我知道这不算很充分的证据,但我正尽力描绘一个看上去不对劲的男人。
有一天,营地里的所有人都决定去弗雷斯诺市。我们厌倦了野营食物,想要一顿真正的晚餐,也许还可以去看一场电影或者去打打保龄球。
在营地我们有一张外出申请单。由于离约塞米蒂国家公园很近,我们经常会去那远足。所以如果我们要离开,就必须写下自己的名字,以及要去的地点、离开时间和预计什么时候回来。这样一来,如果出了什么事,他们就能知道该什么时候去寻找我们。于是我把所有的信息都填在了表上,接着去了停车场。
我的朋友们都已经分好了各自要乘坐的车(我不开车),我开玩笑地问他们是不是把我给忘了。他们说卡尔说了我可以坐他的车。我环顾四周却没有看到卡尔,尽管我在申请单上看到了他的名字。
我浑身的寒毛都立了起来。我害怕在车上和这个家伙独处。他给人的感觉很不对劲,非常不好。不管怎样就是不行。就是这样。我不知道还说什么。我的朋友告诉我,我没什么可担心的,这会没事的。

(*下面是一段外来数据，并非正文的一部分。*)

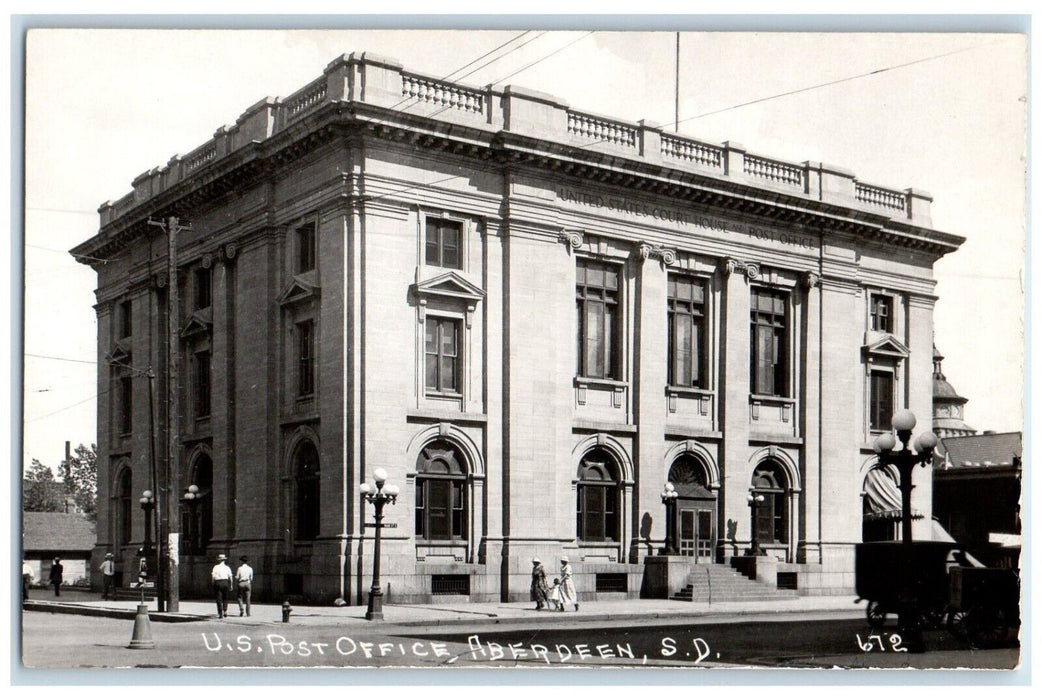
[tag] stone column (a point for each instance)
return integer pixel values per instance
(734, 393)
(809, 525)
(649, 381)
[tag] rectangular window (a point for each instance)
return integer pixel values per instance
(444, 240)
(126, 405)
(440, 513)
(202, 384)
(202, 289)
(768, 338)
(881, 402)
(305, 248)
(442, 355)
(126, 319)
(686, 299)
(883, 313)
(597, 307)
(305, 358)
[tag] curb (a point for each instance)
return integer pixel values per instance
(528, 623)
(91, 611)
(480, 620)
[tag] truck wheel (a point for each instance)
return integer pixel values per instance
(875, 615)
(987, 626)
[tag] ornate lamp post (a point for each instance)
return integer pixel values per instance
(903, 421)
(754, 500)
(147, 502)
(191, 499)
(378, 494)
(669, 497)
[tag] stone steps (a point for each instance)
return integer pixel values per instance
(717, 582)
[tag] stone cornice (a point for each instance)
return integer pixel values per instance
(490, 125)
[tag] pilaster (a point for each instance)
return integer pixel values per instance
(735, 398)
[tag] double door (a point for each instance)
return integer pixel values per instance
(697, 529)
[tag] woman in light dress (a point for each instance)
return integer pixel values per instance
(568, 596)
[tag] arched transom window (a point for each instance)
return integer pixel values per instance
(772, 516)
(441, 493)
(305, 469)
(597, 498)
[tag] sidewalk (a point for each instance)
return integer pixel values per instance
(516, 615)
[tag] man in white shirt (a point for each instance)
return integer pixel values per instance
(221, 575)
(107, 570)
(244, 585)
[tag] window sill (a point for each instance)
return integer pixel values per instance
(770, 398)
(597, 381)
(689, 391)
(428, 394)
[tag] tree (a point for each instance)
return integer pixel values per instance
(80, 475)
(40, 492)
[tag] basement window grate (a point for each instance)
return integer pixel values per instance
(450, 584)
(612, 583)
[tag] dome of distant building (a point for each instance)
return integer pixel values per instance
(947, 404)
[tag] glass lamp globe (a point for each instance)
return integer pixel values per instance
(903, 420)
(885, 443)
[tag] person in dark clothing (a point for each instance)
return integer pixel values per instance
(55, 577)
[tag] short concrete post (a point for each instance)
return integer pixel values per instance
(142, 638)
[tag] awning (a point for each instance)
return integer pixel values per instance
(883, 497)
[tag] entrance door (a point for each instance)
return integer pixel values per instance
(697, 535)
(705, 539)
(688, 532)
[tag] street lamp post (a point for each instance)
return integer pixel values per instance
(191, 499)
(378, 494)
(669, 497)
(906, 460)
(754, 500)
(147, 502)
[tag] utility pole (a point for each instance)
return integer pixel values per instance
(170, 536)
(676, 89)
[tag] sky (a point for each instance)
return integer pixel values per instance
(940, 113)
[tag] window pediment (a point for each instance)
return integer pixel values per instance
(200, 322)
(448, 286)
(884, 345)
(302, 288)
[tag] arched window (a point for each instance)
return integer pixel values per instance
(597, 498)
(124, 509)
(772, 515)
(441, 493)
(689, 477)
(305, 468)
(198, 517)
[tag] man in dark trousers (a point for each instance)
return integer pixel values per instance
(55, 577)
(221, 575)
(107, 570)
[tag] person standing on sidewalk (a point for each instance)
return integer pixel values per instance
(568, 595)
(221, 575)
(55, 576)
(107, 570)
(27, 577)
(539, 592)
(244, 584)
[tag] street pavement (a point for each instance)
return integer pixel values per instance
(517, 614)
(801, 632)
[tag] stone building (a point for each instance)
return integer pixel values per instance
(531, 317)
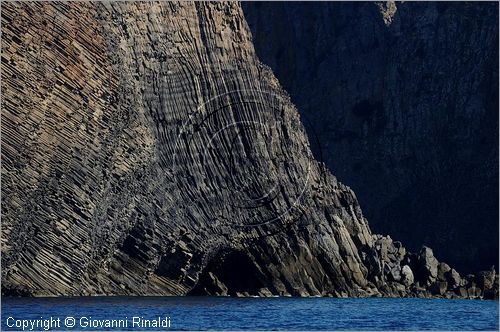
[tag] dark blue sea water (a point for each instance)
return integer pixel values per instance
(202, 313)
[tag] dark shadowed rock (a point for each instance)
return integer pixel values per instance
(407, 274)
(443, 268)
(486, 279)
(438, 287)
(401, 103)
(453, 278)
(428, 266)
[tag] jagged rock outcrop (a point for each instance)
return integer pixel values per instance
(400, 100)
(146, 151)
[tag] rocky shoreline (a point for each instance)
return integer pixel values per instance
(422, 275)
(146, 151)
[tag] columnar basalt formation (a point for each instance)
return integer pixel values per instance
(147, 151)
(400, 100)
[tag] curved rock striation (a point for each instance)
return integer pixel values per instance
(403, 100)
(147, 151)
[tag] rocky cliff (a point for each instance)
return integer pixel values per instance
(400, 100)
(147, 151)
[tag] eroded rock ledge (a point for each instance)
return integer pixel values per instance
(147, 151)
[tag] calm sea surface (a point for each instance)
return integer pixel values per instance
(202, 313)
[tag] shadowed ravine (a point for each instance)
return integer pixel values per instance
(147, 151)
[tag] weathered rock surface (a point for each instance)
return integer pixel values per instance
(146, 151)
(400, 100)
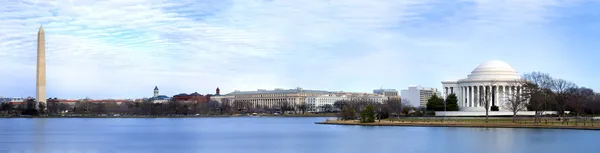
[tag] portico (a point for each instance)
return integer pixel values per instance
(491, 81)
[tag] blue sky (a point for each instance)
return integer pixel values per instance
(122, 49)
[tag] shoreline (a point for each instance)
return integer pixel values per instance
(464, 125)
(222, 116)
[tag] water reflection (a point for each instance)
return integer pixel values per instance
(39, 138)
(266, 135)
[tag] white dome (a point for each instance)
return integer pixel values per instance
(494, 70)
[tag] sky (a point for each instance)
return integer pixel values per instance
(122, 49)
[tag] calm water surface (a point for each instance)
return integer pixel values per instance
(274, 135)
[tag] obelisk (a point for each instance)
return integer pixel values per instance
(40, 93)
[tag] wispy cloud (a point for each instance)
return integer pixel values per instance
(115, 48)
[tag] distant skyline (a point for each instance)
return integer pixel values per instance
(122, 49)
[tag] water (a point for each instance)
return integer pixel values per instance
(274, 135)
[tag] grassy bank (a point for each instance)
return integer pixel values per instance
(478, 123)
(192, 116)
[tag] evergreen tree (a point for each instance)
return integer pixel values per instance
(451, 103)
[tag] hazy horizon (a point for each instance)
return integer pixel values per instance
(122, 49)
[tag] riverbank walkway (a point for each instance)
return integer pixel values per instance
(477, 123)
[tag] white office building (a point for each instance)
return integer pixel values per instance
(417, 95)
(316, 103)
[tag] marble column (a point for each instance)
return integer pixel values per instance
(478, 96)
(445, 92)
(464, 96)
(471, 96)
(497, 96)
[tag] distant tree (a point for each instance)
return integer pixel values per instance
(452, 102)
(578, 99)
(367, 115)
(541, 95)
(561, 89)
(434, 103)
(340, 104)
(393, 105)
(303, 107)
(347, 113)
(327, 108)
(517, 100)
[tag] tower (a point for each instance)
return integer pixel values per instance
(40, 93)
(155, 91)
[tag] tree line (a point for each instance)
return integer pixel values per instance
(368, 111)
(172, 107)
(535, 91)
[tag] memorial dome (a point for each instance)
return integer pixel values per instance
(494, 70)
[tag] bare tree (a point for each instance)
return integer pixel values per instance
(577, 99)
(303, 107)
(517, 100)
(486, 96)
(394, 105)
(540, 85)
(561, 89)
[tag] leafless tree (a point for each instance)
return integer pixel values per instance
(540, 85)
(394, 105)
(303, 107)
(578, 98)
(561, 89)
(517, 100)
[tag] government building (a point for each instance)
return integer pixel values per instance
(494, 77)
(314, 99)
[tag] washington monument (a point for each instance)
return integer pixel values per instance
(40, 92)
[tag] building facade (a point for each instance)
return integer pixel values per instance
(386, 92)
(494, 77)
(417, 96)
(316, 103)
(276, 98)
(158, 98)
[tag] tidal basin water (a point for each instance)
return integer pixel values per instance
(274, 135)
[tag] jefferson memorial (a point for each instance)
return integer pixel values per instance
(493, 77)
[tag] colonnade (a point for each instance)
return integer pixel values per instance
(474, 95)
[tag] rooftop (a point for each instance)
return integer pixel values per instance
(278, 90)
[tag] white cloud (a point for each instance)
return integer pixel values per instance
(116, 48)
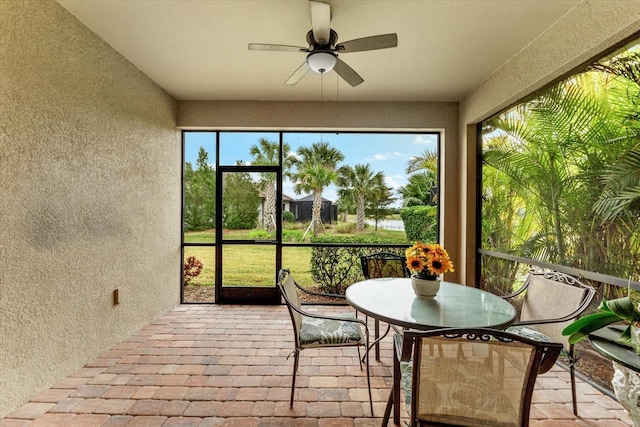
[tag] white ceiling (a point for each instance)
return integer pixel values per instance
(197, 49)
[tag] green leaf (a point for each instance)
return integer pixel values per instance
(582, 327)
(622, 307)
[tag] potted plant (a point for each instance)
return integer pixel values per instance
(427, 262)
(610, 311)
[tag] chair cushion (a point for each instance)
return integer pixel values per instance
(532, 334)
(325, 332)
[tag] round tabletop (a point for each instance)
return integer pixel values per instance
(392, 300)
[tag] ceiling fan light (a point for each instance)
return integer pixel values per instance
(321, 62)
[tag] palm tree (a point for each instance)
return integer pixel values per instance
(267, 153)
(553, 150)
(361, 183)
(418, 190)
(427, 161)
(315, 170)
(622, 180)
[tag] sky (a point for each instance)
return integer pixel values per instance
(387, 153)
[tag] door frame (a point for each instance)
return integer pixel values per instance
(248, 294)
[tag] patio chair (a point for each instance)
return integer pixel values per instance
(549, 302)
(313, 330)
(469, 377)
(378, 265)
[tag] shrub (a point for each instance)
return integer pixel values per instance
(192, 268)
(420, 223)
(334, 268)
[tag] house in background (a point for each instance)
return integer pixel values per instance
(287, 205)
(303, 210)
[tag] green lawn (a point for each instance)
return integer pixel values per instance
(252, 265)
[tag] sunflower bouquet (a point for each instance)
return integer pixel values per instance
(427, 261)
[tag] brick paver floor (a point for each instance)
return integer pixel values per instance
(227, 365)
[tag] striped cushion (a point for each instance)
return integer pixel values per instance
(327, 332)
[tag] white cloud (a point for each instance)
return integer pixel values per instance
(385, 156)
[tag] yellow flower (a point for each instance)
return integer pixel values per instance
(430, 259)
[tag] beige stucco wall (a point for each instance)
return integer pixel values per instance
(358, 116)
(89, 198)
(587, 30)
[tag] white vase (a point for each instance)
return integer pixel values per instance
(425, 287)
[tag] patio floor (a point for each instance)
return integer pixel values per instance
(226, 365)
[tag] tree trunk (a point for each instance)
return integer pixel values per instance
(315, 212)
(360, 213)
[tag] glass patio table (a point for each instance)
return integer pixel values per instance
(393, 301)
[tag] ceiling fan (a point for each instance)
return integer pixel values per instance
(323, 50)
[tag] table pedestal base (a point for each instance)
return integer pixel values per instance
(626, 386)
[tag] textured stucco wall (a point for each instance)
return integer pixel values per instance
(89, 198)
(587, 30)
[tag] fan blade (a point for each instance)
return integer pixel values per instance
(298, 74)
(320, 21)
(347, 73)
(382, 41)
(276, 47)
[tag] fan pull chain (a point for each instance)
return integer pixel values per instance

我看到卡尔朝着停车场走来,他脸上正带着那种散发着死气的微笑。而我内心的一切都在尖叫着不要上车。
我说我累了,今晚想留下来。卡尔散发出了那种迷人的魅力,告诉我这将会是一个多么美好的晚上,我欠他的,因为天知道为什么,那种死气沉沉的微笑再次闪现。我拒绝了。他变得愤怒起来,告诉我没必要对这件事那么神经过敏,还说了很多“我以为我们是朋友”之类的话。我再次拒绝了。
最终,大家都意识到我是不可能会被说服的。我拥抱了自己的其中一个女性朋友,在她耳边悄声道,不管在什么情况下,回来都不要坐卡尔的车。
在他们都离开后,我走回了放着外出申请单的地方,想把自己的名字划掉,因为很明显我不打算去任何地方了。我看向申请单,找到了自己名字该在的地方,接着我的心沉了下去。
我的名字已经他妈的被擦掉了。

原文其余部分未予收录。